Now, bear with me:  I'm actually an advocate for urban ministry.  But our idea of what urban ministry should look like doesn't seem to mesh with what urban ghettos need.  Most of Redeemer's congregants don't live in slums or housing projects.  They go in, like recovery workers after a storm, do busy work for a designated relief area, and then withdraw back to their hip abodes when their time is up.  How do you build relationships and community that way?  After all, isn't the importance of community one of the things on which preachers harp?  World Magazine ran a story recently about a family that has moved into one of the worst parts of Detroit - purchased a house there and everything.  They've committed themselves economically to their new neighborhood, with little expectation that it will get gentrified.  Indeed, all of the suburban whites moving into formerly ghettoized neighborhoods in New York, Washington, Los Angeles, and Dallas are pricing indigenous residents out of those 'hoods.  How is that ministering to the poor?

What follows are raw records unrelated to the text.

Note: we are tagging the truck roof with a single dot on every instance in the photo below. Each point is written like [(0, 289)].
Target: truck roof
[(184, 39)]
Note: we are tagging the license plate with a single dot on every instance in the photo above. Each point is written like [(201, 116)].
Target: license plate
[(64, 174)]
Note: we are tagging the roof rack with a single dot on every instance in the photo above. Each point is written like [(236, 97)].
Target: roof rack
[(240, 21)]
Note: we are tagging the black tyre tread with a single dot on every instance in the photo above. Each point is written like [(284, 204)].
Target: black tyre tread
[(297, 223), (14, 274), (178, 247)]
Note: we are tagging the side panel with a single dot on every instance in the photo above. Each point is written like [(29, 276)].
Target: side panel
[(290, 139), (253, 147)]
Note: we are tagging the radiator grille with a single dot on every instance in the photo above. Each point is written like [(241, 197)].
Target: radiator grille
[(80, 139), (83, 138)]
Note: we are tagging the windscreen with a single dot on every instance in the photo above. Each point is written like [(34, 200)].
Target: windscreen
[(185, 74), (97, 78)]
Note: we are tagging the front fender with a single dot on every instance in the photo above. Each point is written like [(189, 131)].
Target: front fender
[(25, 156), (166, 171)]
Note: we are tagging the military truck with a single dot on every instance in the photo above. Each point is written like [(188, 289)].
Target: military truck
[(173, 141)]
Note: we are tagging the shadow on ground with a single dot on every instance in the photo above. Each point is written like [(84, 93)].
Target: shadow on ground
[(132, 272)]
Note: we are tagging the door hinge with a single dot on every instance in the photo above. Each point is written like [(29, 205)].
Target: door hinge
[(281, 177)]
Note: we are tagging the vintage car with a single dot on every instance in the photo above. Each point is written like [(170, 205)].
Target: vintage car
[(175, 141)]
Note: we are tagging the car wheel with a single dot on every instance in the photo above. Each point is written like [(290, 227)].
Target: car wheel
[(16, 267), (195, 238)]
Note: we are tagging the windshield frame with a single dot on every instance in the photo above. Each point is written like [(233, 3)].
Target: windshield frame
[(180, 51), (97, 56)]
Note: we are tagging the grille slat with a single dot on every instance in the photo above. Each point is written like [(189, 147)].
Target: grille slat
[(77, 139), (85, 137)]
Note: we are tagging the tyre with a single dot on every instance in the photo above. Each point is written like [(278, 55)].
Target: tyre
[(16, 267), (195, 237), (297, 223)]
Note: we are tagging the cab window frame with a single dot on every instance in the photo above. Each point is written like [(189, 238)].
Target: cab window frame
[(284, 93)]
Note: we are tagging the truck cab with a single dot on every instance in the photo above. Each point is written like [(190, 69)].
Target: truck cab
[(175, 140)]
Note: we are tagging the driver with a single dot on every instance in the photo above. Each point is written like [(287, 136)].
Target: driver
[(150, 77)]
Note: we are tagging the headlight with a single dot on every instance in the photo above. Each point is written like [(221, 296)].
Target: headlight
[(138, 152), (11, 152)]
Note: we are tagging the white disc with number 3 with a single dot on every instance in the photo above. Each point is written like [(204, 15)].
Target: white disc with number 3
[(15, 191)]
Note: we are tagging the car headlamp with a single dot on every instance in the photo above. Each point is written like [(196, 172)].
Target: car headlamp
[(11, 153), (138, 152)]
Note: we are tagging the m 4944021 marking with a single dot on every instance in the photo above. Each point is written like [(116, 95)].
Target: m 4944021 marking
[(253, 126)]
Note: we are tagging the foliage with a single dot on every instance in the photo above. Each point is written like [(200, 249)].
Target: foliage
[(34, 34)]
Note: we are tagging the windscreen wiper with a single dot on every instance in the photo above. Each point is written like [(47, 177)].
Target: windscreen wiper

Why We Want to Live Where We Live

On his blog, the Heidelblog, theologian R. Scott Clark muses about misplaced ambitions when it comes to evangelicalism's infatuation with "redeeming the city:"

"We are a 'can do' people even when we’re wearing sandals and holding a steaming hot cup of mocha latte with our name written in cream on the top. Utopianism is the notion that we can build the heavenly city on the earth. It leads to towers, (Babel), to Egypt, and to Rome. It tends to confuse the creature for the Creator. Christians, however, love to be part of the 'hip' and 'in' crowds. The ideas of 'doing church' and 'saving the city' make a powerful elixir to which American Christians, historically, have had little resistance."

By way of qualification, Dr. Clark admits that he lives in California's suburbs, and he believes American suburbia is as valid a mission field as anyplace else on Earth.  And of course, he's quite right about that.  Considering the degradation of American society that has been spawned in our cul-de-sacs, McMansions, and strip shopping centers, evangelicals can't claim any victories from the past sixty years of abandoning the inner city.

Yet I remain convinced that the places we white, affluent Americans fled because of supposedly scary black people, crime, and pollution still present viable opportunities for living out God's grace.  They're not easy places in which to live, or park your car, or find clean supermarkets.  They're also surprisingly expensive, which if you know anything about urban sociology, is one of the reasons why poor city people stay poor.  Gentrification has re-introduced a level of stability and functionality into many old neighborhoods, but it has also exacerbated contributors to poverty, and inflated resentment against all of the altruistic newcomers.  If Clark is saying that we might not be as effective as we think we're being in urban America, he's probably right.

But even though the ambitions of many young evangelicals who are flooding back into the cities their parents and grandparents fled may be more self-centered than anything else, can't we hope that what's motivating at least some of these new urbanists is a love for God and all of His people, wherever they may live?  Perhaps our city redeemers really are more interested in new urbanism's idols, such as the new craft breweries and industrial-themed lofts materializing in old warehouses.  And like any trend, it will end eventually, and somebody will have to pick up the pieces.  Much like the folks still out in our aging suburbs are doing now, actually.  People who are operating on genuine motives of service to God will remain in both the urban and suburban ghettos of our country, no matter where new trends take everybody else.

Helping to regenerate not only the neighborhoods our country's elites no longer find desirable, but ministering to the souls of those whose challenges Christ told us we'd always have with us.